Chez les Cheminade, à Linars, l'anti-LGV, c'est un esprit de famille. Le père et les deux frères, agriculteurs, ont tous une bonne raison d'en vouloir aux promoteurs du chantier. 

 

9 Juillet 2012 | 04h00

Vous n'avez qu'à voir. Le tronçon d'ici, entre la Charente et Vouharte, c'est le seul où le chantier n'a pas démarré.» François Cheminade, agriculteur à Linars, sur les terres de son père Jean-Pierre, et voisin de son frère Laurent, éleveur de chevaux de l'autre côté de la route, n'est sans doute pas la seule raison au retard des engins. Mais la famille a décidé qu'elle resterait une épine dans le pied de Vinci, de Cosea, de Guintoli. Bref de tout ce qui s'aventure avec des envies de baliser, de défricher sur le tracé de la future ligne à grande vitesse (LGV).

«Perte nette»

Derrière l'histoire, il y a bien sûr une affaire de sous. On vantait le concessionnaire prompt à dégainer l'argent pour éviter les tracas. François Cheminade rigole. «J'ai perdu 6 hectares en exploitation sur les 30 qui appartiennent à mon père.» Ils sont en «exclusion d'emprise», ce qui signifie «aucune compensation». «C'est de la perte nette.» Indemnisée tout de même à hauteur d'une année de marge brute. «C'est 670 euros.» François Cheminade n'était pas forcément contre le progrès. Il est en colère. «Je n'aurai qu'une indemnité pour perte d'exploitation... imposable à 42%.» C'est huit années de marge brute, à 5 000 euros l'hectare. «Trop juste pour racheter des terres.»

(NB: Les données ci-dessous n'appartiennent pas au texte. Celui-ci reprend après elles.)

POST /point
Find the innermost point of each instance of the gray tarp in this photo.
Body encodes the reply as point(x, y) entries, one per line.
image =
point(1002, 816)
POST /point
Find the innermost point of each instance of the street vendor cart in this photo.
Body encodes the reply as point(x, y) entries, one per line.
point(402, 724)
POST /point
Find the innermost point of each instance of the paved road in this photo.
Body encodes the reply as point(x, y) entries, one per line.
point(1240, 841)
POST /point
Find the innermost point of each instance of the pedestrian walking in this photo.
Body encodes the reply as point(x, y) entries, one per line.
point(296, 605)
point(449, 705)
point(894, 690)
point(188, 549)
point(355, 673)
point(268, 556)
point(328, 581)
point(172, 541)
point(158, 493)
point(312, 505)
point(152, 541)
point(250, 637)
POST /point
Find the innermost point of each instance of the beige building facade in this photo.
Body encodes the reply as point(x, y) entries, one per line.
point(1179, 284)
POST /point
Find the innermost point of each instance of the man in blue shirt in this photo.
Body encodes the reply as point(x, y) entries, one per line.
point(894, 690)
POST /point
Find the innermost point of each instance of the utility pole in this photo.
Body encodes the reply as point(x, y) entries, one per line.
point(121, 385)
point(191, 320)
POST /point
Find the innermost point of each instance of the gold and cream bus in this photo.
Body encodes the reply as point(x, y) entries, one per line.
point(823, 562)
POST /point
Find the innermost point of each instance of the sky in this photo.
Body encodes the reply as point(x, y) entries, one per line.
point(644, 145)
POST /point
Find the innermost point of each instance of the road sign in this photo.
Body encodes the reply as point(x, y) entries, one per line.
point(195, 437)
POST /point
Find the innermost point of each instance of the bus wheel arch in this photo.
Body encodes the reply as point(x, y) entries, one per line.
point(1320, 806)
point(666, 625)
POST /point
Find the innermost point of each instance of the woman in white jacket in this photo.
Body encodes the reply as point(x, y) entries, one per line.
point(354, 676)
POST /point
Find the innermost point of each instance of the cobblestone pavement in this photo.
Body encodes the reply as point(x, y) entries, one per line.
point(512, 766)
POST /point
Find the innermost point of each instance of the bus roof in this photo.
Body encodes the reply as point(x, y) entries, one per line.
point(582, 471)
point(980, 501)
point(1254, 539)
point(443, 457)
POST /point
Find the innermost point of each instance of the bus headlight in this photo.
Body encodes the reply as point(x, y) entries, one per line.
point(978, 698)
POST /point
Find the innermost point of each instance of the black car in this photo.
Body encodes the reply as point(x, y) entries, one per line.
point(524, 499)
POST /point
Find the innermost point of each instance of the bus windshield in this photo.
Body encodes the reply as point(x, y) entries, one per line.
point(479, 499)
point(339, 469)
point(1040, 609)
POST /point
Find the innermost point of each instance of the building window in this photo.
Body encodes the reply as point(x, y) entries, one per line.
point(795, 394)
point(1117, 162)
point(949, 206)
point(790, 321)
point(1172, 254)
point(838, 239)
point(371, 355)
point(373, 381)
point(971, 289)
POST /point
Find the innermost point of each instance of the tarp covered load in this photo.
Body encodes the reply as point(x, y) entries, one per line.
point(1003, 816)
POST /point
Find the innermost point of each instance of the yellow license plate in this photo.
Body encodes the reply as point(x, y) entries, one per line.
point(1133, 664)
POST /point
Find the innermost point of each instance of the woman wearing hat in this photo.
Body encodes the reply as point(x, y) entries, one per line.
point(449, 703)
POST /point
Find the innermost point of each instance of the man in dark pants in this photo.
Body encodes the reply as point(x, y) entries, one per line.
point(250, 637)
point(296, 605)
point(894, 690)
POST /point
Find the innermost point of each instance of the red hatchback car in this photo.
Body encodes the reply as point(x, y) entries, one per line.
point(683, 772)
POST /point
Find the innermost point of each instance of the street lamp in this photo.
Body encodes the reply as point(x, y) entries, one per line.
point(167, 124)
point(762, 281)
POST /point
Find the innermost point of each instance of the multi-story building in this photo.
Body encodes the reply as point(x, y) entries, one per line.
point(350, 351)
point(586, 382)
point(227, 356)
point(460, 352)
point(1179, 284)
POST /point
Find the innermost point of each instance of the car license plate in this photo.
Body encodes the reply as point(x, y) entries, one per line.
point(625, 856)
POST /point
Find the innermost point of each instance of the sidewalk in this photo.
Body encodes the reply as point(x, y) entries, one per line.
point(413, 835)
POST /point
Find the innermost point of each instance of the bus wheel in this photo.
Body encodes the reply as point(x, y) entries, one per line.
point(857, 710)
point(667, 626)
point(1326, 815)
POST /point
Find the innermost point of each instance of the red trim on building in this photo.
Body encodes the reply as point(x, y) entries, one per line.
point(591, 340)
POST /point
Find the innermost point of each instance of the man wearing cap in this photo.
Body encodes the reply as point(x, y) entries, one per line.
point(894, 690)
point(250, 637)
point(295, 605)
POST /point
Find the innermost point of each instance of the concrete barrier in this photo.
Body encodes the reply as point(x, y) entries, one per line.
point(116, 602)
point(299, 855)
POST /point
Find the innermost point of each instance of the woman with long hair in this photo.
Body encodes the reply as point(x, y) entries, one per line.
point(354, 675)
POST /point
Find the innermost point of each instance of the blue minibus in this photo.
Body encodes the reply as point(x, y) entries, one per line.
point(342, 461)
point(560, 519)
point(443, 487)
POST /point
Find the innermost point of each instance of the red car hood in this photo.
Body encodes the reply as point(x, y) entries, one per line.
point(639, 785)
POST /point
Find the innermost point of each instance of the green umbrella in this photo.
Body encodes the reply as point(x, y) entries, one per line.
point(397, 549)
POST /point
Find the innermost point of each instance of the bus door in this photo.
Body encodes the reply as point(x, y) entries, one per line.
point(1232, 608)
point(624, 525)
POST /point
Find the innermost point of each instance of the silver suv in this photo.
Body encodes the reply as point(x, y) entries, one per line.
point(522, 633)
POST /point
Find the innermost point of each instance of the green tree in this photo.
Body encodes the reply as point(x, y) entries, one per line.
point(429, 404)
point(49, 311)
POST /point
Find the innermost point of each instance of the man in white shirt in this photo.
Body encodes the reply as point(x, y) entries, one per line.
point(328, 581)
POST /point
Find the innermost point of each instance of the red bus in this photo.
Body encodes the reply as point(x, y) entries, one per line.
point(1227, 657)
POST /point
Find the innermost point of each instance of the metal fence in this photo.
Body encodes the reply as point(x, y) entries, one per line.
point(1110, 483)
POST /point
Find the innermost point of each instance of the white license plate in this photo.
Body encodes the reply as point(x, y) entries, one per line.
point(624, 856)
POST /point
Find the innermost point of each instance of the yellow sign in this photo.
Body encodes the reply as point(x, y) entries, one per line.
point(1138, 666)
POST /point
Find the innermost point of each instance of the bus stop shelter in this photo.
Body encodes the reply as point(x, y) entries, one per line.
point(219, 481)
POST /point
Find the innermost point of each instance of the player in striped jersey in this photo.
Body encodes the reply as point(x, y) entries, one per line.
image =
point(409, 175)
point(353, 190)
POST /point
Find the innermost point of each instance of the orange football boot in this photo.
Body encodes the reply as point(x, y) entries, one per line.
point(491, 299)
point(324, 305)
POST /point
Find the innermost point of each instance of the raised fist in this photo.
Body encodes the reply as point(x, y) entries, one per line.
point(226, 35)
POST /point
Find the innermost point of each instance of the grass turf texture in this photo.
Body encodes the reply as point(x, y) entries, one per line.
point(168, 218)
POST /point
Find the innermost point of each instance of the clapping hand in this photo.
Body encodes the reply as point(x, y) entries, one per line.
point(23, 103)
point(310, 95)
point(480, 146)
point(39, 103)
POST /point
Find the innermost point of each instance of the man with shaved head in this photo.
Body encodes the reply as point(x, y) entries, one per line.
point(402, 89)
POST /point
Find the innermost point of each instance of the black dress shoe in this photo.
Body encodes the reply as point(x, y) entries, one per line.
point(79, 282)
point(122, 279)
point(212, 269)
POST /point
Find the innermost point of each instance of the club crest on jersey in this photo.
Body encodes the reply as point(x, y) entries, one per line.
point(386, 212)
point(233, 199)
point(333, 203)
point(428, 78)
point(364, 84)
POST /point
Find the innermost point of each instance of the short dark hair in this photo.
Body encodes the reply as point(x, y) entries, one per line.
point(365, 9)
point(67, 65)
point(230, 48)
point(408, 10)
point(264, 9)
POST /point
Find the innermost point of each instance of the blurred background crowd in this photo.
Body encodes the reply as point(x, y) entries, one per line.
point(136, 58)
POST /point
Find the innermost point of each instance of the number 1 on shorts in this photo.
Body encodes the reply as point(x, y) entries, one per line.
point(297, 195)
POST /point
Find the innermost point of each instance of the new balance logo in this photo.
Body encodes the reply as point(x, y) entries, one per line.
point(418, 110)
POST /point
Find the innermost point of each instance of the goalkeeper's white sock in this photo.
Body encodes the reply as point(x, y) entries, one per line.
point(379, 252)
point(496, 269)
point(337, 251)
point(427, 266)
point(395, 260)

«Ça paye pas!» Sous sa casquette, Jean-Pierre Cheminade, le père, s'est fait son idée. Il attend qu'on lui paye ses 46 centimes du mètre carré. «4 600 euros à l'hectare. mais dans le secteur, contrairement à ce que prétend Cosea, le prix moyen, c'est 6 000 euros.»

Un peu amer, le père jette un oeil aux trois maisons que le concessionnaire vient de racheter «pour rien». «Ils se sont gourés de 35 mètres. Elles ne sont même pas dans l'emprise. Mais elles ont été reconstruites plus loin, plus belles...» Il a l'impression qu'il y aurait deux poids deux mesures, entre le bâti et le foncier agricole.

Tout comme le cadet, Laurent Cheminade, sans doute le plus en colère. Il élève des chevaux. Il s'était installé sur un hectare paternel, y avait construit ses boxes. Il ne faut pas lui parler des terrassiers qui sont venus faire les fouilles archéologiques. «J'y ai perdu un cheval», sombré corps et âme dans un lit de boue. «Ils devaient décaisser la terre arable. Ils ont creusé des fosses de deux mètres de fond par trois mètres de long. Et comblé les trous sans tasser.» Avec les pluies de Noël, «ça s'est affaissé». «C'est de l'argile et du sable. Un cheval est tombé dedans. On l'a cherché. C'est mon père, deux jours après, qui a vu un truc bouger. La tête du cheval.» C'était trop tard.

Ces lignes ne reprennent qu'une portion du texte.